In 2020 the global market for sex toys was estimated to be $35 billion. Unsurprisingly, also in 2020, the Consumer Electronics Show welcomed sex tech companies under the Health & Wellness product category.
According to market studies, as of 2021, 52% of American women have used a vibrator. And that’s just the ones who admit it. Because, you know, double standards.
By 2026 the global sex toy market is predicted to reach $50 billion with growth driven by smart vibrators configured for male and female genitalia that can be programmed, remote-controlled, and synched to music, all on your smart phone. Internet-controlled vibrators have the advantage of being able to change the settings while the device is inserted. His and hers models have partner controls enabling spontaneous sexual interactions over the phone, anytime, from anywhere in the world.
So, the smart vibrator is social media. With phone-based sex apps operating vibrators, every orgasm will have a user ID, an IP address, a GPS location, a date and time, and a cluster of personalized data including settings and preferences, maybe even duration and a score. When two people use the app together, there will be two sets of matching data. Imagine the divorces. Smart vibrators enable hook-ups and prostitution in the metaverse. Is virtual sex cheating? Pretty Woman on porn hub says if you want to have sex with me, buy my app.

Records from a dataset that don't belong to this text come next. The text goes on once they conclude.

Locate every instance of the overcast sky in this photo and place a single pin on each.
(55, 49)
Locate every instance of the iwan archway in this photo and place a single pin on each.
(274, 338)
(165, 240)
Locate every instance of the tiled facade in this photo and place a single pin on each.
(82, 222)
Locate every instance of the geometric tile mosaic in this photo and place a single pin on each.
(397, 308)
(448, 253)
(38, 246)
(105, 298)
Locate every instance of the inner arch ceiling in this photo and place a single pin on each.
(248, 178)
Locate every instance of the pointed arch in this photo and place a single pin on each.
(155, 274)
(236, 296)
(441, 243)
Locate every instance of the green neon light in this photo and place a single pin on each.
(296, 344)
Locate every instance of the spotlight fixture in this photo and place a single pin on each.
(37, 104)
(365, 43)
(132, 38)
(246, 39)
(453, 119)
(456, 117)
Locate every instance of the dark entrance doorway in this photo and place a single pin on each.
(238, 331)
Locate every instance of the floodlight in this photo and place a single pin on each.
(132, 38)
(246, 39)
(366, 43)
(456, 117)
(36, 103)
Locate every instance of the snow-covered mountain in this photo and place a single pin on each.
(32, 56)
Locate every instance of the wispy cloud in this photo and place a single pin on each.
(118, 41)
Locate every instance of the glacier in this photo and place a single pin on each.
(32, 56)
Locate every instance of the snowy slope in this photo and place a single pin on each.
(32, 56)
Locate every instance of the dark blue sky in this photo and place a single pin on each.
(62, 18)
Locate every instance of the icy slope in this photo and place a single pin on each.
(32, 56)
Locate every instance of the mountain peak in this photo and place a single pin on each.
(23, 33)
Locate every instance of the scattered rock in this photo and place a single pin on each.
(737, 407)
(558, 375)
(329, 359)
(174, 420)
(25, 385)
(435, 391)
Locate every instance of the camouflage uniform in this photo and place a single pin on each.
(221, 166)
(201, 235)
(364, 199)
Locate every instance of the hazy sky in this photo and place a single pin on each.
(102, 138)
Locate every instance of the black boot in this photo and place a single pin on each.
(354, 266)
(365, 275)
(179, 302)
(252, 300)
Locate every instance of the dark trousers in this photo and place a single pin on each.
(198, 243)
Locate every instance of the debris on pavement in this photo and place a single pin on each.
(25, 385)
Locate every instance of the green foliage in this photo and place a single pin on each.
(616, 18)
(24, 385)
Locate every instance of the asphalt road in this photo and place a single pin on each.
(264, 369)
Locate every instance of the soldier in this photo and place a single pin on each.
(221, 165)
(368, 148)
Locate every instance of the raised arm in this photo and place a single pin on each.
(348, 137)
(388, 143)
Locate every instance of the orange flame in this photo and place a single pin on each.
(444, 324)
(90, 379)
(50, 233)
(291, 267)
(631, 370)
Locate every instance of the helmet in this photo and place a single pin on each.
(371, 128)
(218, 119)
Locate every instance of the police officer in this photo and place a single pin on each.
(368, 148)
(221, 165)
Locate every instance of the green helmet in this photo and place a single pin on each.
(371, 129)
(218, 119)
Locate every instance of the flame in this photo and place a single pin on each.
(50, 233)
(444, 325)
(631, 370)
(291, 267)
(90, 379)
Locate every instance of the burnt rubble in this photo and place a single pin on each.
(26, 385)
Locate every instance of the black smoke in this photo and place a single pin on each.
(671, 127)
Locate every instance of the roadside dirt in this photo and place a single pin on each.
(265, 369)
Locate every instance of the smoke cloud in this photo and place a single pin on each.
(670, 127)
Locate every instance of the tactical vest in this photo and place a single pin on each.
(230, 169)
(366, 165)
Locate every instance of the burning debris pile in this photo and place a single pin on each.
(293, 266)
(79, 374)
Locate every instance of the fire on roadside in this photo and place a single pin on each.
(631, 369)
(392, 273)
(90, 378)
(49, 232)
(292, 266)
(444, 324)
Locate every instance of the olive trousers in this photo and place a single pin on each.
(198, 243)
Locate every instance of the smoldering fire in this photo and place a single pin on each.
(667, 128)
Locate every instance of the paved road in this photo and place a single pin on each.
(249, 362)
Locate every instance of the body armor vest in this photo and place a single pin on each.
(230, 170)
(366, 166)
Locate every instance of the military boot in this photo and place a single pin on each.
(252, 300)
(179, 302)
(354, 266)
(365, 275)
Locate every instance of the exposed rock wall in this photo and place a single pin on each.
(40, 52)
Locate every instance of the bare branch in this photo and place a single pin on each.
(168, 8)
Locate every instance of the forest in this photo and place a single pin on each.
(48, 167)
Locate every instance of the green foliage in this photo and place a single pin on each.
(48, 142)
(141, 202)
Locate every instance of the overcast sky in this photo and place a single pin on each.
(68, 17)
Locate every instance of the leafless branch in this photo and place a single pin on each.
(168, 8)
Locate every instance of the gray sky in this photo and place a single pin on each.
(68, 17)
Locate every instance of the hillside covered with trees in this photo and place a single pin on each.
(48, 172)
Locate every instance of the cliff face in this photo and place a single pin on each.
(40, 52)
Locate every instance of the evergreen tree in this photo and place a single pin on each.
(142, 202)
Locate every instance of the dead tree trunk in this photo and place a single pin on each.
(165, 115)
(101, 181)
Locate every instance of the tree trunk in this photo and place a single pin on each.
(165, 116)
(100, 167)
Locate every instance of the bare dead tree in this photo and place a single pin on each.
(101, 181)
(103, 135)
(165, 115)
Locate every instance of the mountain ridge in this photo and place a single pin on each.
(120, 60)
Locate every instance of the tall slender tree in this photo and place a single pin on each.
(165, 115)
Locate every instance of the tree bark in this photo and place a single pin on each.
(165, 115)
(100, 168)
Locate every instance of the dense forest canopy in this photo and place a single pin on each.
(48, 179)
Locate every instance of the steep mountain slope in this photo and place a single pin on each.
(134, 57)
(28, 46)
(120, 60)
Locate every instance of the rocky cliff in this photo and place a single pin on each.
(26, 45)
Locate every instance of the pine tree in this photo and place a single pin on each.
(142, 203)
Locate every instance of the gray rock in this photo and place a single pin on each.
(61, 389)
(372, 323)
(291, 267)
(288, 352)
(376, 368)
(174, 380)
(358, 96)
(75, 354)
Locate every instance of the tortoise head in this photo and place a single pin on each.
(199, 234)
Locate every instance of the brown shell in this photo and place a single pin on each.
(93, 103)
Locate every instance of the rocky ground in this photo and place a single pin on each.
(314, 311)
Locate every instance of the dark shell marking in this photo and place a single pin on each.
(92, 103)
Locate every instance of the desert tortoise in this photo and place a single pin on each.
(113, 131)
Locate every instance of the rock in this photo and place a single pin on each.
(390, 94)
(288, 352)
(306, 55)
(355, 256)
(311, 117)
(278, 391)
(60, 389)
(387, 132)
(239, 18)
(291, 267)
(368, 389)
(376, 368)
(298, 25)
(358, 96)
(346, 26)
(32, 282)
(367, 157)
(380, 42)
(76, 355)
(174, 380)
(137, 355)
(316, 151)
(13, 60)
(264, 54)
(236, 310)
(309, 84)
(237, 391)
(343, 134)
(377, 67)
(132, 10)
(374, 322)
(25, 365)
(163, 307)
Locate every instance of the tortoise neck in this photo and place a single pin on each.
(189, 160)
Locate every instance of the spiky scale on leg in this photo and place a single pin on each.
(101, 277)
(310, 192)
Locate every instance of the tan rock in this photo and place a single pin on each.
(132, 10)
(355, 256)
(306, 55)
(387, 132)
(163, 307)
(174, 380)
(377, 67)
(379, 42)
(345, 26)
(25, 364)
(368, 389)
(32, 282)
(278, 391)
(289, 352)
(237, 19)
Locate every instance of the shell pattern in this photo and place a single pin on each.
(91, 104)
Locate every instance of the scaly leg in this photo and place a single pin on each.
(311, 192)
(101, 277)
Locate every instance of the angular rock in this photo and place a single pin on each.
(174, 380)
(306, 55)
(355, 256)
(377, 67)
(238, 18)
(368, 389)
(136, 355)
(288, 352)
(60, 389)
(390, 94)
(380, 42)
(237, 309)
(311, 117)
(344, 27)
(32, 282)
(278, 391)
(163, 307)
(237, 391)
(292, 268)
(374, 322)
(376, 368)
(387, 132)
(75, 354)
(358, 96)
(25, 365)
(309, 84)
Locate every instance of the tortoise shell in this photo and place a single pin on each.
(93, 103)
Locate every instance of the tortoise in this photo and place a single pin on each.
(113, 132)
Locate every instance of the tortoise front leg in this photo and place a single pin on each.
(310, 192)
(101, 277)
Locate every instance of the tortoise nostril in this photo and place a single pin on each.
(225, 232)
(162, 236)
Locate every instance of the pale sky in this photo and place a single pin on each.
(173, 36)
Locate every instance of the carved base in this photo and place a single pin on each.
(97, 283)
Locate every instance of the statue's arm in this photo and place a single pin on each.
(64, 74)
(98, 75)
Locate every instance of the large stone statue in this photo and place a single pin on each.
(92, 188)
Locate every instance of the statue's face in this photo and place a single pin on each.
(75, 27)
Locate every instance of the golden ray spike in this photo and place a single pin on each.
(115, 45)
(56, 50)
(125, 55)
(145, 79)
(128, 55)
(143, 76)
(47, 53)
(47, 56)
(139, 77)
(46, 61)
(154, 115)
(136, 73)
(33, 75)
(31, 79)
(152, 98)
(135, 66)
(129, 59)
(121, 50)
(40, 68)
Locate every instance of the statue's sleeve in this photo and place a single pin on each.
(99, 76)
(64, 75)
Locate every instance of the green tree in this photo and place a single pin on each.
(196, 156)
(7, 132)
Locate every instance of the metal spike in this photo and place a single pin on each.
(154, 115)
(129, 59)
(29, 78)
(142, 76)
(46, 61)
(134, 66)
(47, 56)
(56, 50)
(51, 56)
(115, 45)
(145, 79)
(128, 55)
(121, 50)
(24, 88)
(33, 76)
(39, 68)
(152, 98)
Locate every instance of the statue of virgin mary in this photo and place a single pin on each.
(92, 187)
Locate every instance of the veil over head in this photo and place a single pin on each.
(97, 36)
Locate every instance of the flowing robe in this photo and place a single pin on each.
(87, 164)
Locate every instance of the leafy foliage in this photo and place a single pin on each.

Monetizing sex is the oldest business in the world. It’s always been a game, but now we have stats and new forums. Think Peloton. What could go wrong? Ask the women deleting pregnancy and menstruation apps from their phones since the June 24, 2022, Supreme Court decision to take away a woman’s right to self-determination. Sex is a game until the government occupies your uterus. Then it’s life threatening. The hypocrisy is infinite.